Daybreak over the Gippsland wine region of Victoria in Australia

Jane Eyre first made wines under this label in Australia in 2012, when she made three barrels of a Pinot Noir from Mornington Peninsula and in 2015, she finally had enough wine to export, so her wines finally graced the shores of the UK.

Australian journalist Nick Stock has said of Jane that she “is a thoughtful and determined winemaker, with clear ideas about the style of Pinot Noir she likes. She prizes fragrance and delicacy over artefact and ripeness.”

As in Burgundy, Jane buys the grapes for these wines.

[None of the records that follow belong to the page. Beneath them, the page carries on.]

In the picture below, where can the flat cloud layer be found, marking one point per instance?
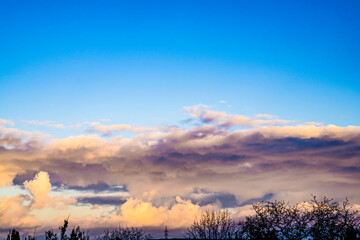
(168, 175)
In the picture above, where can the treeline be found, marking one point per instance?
(323, 219)
(320, 220)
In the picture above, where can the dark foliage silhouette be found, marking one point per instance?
(213, 225)
(278, 220)
(125, 234)
(323, 219)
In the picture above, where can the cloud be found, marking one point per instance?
(54, 124)
(142, 213)
(227, 167)
(6, 122)
(109, 129)
(101, 200)
(224, 119)
(16, 211)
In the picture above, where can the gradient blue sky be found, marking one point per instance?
(141, 62)
(169, 98)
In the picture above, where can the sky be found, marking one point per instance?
(145, 113)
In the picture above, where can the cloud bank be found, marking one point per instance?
(170, 174)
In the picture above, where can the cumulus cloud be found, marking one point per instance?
(16, 211)
(270, 159)
(6, 122)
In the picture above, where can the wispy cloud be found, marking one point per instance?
(203, 165)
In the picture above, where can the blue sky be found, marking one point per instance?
(141, 62)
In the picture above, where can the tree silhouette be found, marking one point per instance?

The fruit for the Mornington Peninsula Pinot Noir comes from two vineyards in Merricks. The average age of the vines is 30 years. The wine is vinified using 20 – 25% whole bunches in an open-topped wooden fermenter. It spends three weeks on the skins, with several light punch downs, and is aged for 10 months in used French oak barrels. Unfined and unfiltered, it's open, and has a lovely aroma of cherries and orange zest.

In 2018, Jane secured some fruit from the ‘Thousand Candles’ farm in the Yarra Valley. The site is located 65 kilometres northeast of Melbourne and is famed for the quality of the Pinot Noir which grows there. She uses 20% whole bunch and gentle extraction techniques in order to produce a wine which is elegant and poised, with beautiful perfumes of red fruit and violets.

In 2021 Jane produced a Tasmanian Pinot Noir, which is made with fruit from two vineyards; one in the island’s northernmost wine region, Piper’s River, and the other on the iron-rich soils of the Tamar Valley. Jane uses just 10% whole bunch in this wine and matures it for 10 months in a combination of new and used 500 litre French oak puncheons. It has great purity of fruit, with pomegranate, a touch of spice and fine, persistent tannins.